Here’s an example of a really incomprehensible press release:
Ancient penguin DNA raises doubts about accuracy of genetic dating techniques
Penguins that died 44,000 years ago in Antarctica have provided extraordinary frozen DNA samples that challenge the accuracy of traditional genetic aging measurements, and suggest those approaches have been routinely underestimating the age of many specimens by 200 to 600 percent.
In other words, a biological specimen determined by traditional DNA testing to be 100,000 years old may actually be 200,000 to 600,000 years old, researchers suggest in a new report in Trends in Genetics, a professional journal.
You can see why I’m interested – the Neandertal genetic samples are in the neighborhood of 44,000 years old, so if ancient DNA is saying something unusual about penguins, it might say something unusual about them, right? But what are they talking about here? Racemization? I mean, there are no “genetic dating techniques” for specimens! The rest of the release doesn’t clarify matters very much, although it does say that the findings
may force a widespread re-examination of determinations about when one species split off from another, if that determination was based largely on genetic evidence
That sounds like an argument that penguin sequences didn’t evolve at the rate one might estimate from a molecular clock based on penguin systematics. The quotes from the researchers involved do include the words “molecular clock”, which is a good sign.
Well, enough of this, let’s go straight to the research.

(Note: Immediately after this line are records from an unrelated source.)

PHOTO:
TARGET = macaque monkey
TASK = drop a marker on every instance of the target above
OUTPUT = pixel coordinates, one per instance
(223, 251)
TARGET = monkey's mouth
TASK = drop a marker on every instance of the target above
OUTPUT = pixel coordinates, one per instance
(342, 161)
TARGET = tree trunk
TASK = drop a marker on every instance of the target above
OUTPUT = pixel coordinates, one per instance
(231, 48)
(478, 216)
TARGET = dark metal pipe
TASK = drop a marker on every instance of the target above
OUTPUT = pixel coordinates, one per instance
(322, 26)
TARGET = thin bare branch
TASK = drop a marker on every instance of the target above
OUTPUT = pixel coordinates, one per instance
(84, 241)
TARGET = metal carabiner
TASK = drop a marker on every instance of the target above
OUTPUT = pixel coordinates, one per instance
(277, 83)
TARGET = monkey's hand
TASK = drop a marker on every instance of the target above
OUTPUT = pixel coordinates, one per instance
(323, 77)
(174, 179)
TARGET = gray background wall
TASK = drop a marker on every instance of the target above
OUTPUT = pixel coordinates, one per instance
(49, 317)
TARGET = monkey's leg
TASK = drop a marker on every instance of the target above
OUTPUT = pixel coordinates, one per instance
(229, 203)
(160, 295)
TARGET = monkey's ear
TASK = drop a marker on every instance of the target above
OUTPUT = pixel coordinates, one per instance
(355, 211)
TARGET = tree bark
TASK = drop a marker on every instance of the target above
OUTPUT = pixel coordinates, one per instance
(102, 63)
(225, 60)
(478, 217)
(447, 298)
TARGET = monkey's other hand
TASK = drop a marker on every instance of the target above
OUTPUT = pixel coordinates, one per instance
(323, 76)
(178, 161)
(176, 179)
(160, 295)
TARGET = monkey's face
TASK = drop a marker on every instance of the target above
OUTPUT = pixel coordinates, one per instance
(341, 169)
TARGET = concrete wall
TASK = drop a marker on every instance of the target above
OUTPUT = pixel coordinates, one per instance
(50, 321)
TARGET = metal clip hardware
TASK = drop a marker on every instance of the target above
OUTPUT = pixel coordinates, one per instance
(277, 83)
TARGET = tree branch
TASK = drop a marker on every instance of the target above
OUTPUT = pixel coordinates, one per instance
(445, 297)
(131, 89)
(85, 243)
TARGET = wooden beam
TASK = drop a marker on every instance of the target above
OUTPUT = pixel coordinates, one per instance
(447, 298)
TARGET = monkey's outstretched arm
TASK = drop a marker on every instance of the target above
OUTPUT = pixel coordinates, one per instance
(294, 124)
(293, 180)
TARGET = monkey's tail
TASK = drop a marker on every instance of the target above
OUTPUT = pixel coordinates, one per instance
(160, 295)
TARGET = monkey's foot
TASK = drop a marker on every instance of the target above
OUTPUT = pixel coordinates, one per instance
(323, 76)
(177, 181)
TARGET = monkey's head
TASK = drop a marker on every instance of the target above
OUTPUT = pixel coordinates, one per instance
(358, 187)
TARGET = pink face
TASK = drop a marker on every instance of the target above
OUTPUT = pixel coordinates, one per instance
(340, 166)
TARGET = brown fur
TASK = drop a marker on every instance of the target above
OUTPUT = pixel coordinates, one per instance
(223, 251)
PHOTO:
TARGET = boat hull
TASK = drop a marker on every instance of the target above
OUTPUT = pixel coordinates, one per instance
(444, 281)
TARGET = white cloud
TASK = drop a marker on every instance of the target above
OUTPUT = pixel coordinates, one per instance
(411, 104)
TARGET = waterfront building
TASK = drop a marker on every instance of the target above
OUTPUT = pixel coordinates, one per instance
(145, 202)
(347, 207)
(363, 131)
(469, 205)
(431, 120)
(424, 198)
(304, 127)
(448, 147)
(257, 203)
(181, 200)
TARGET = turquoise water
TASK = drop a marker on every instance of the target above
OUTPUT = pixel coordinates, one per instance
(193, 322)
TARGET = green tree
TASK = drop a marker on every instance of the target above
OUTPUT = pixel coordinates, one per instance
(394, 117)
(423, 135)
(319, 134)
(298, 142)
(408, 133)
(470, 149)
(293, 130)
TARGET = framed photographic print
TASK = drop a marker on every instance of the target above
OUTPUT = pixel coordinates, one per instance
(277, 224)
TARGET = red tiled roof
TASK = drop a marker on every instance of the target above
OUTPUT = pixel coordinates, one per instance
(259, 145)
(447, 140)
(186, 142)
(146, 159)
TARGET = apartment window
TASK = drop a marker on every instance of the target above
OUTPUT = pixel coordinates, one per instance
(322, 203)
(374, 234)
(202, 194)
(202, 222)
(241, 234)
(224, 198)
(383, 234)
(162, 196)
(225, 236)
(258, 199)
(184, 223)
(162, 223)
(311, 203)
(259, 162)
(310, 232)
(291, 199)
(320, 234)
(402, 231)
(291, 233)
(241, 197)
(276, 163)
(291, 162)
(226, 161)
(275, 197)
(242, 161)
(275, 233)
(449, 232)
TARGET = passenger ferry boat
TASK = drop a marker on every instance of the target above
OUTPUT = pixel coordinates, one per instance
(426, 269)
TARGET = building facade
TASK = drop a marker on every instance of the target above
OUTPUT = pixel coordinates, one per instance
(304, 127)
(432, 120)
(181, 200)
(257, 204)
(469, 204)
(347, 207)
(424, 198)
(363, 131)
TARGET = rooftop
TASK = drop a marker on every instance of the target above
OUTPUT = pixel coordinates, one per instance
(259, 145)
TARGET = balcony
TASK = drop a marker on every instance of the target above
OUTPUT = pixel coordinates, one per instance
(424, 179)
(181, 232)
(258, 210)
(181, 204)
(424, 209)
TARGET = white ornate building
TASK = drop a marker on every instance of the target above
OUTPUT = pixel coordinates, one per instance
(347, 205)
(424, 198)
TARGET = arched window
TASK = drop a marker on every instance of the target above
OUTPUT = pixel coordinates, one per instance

High mitogenomic evolutionary rates and time dependency
Using entire modern and ancient mitochondrial genomes of Adélie penguins (Pygoscelis adeliae) that are up to 44000 years old, we show that the rates of evolution of the mitochondrial genome are two to six times greater than those estimated from phylogenetic comparisons. Although the rate of evolution at constrained sites, including nonsynonymous positions and RNAs, varies more than twofold with time (between shallow and deep nodes), the rate of evolution at synonymous sites remains the same. The time-independent neutral evolutionary rates reported here would be useful for the study of recent evolutionary events.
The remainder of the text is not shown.